Performance And Hardware Requirements

Introduction

The Knomi Voice Matcher service can scale both vertically and horizontally. It can scale up by utilizing more cpu cores. In addition, an integrator can scale out this service by using multiple servers, though load balancing and enrolling to multiple servers must be handled by the integrator.

Methodology used for benchmarking

For benchmarking, we used 3 types of AWS instances- instance with 4 core, 8 core and 36 core. We run the server and http client in same host server to get performance numbers as close to the barebone as possible. E.g. this helps to eliminate the network round trip time out of the calculation. We used jmeter as http client for the testing. But other popular clients such as curl can be used for testing.

Size vCPU Mem (GiB)
c5.xlarge 4 8
c5.2xlarge 8 16
c5.9xlarge 36 72

We measured 2 metrics - response time and throughput. With varying number of threads, ramp-up time and request per thread (loop count) in jmeter, we observed the average response time and throughput from the test result. Then we took the minimum of those response times as the output response time. For throughput, we decided that up to 30-40% higher response time than the minimum response time might be allowable and took that corresponding throughput as the final throughput.
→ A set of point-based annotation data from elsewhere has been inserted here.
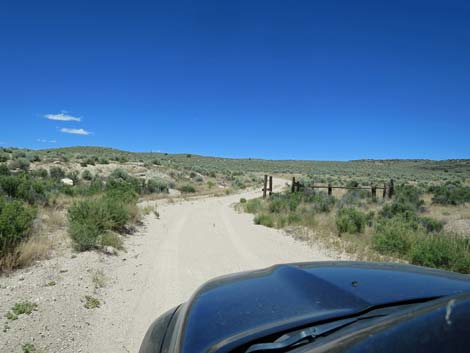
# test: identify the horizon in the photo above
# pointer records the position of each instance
(235, 157)
(252, 79)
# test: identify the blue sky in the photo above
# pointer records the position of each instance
(328, 80)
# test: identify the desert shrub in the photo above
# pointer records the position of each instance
(4, 169)
(354, 197)
(126, 192)
(239, 184)
(157, 186)
(32, 157)
(187, 189)
(74, 176)
(264, 219)
(116, 211)
(21, 163)
(19, 154)
(431, 225)
(4, 157)
(15, 224)
(89, 161)
(253, 206)
(88, 221)
(351, 220)
(394, 236)
(129, 187)
(409, 194)
(442, 251)
(322, 202)
(407, 203)
(450, 194)
(40, 173)
(56, 173)
(87, 175)
(23, 187)
(112, 239)
(119, 173)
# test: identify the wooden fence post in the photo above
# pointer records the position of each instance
(270, 185)
(265, 186)
(391, 189)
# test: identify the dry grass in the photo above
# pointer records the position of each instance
(37, 247)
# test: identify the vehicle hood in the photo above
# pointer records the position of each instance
(228, 311)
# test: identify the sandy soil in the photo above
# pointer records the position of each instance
(191, 242)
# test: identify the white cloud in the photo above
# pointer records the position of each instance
(75, 131)
(62, 117)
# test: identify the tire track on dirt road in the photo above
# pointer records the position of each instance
(192, 242)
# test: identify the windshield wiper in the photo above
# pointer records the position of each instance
(309, 334)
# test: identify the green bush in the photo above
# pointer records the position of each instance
(264, 219)
(56, 173)
(86, 175)
(431, 225)
(394, 236)
(187, 189)
(351, 220)
(40, 173)
(253, 206)
(117, 212)
(21, 163)
(88, 221)
(16, 220)
(25, 188)
(157, 186)
(4, 169)
(4, 157)
(441, 251)
(450, 194)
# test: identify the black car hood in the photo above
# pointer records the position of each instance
(229, 311)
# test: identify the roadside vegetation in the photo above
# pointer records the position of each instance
(91, 195)
(397, 228)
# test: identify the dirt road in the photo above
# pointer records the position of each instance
(191, 243)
Benchmarking Results with latest version

voice matcher response time (ms)

  4 core 8 core 36 core
add 129 88 75
compare 245 165 148
verify 148 109 101
export 140 106 98

voice matcher throughput ( /sec)

  4 core 8 core 36 core
add 11.6 26.1 76.7
compare 7 13 39
verify 11.4 25.5 69.6
export 13 25.5 69

How to calculate hardware requirements

For all tested endpoints - addupdate, compare, verify and export, we found improved i.e. higher throughput and lesser response time with higher core AWS instances. So user can choose host server’s hardware config accordingly.

Please note, for both response time and throughput, though scaling up gives better performance as expected, but performance improvement is not exact linear with the amount of hardware resource increase.

From our tests, we found 8 core instance (c5.2xlarge) have almost 50% less time than 4 core instance (c5.xlarge) and throughput also increased more than 100% (almost linearly). Hence, when multiple servers are needed to support throughput requirement, we recommend to use as many 8 core server as possible and then the remaining ones with 4 core server.

On 8 core AWS instance, addupdate, verify and export endpoint can have ~1.5k transactions per minute and compare endpoint can have ~750 transactions per minute.

On 4 core AWS instance, addupdate, verify and export endpoint can have ~700 transactions per minute and compare endpoint can have ~400 transactions per minute.

If e.g. 10k transaction of type addupdate, verify or export need to be supported, then (10k / 1.5k) = 6.66, so 6 instances of 8 core machine, and then ((10k - (6 * 1.5k)) / 700 ) = 1.43, so 2 instances of 4 core machines, should be able to support the requirement.

If e.g. 10k transaction of type compare need to be supported, then (10k / 750) = 13.33, so 13 instances of 8 core machine, and then ((10k - (13 * 750)) / 400 ) = 0.625, so 1 instances of 4 core machines, should be able to support the requirement.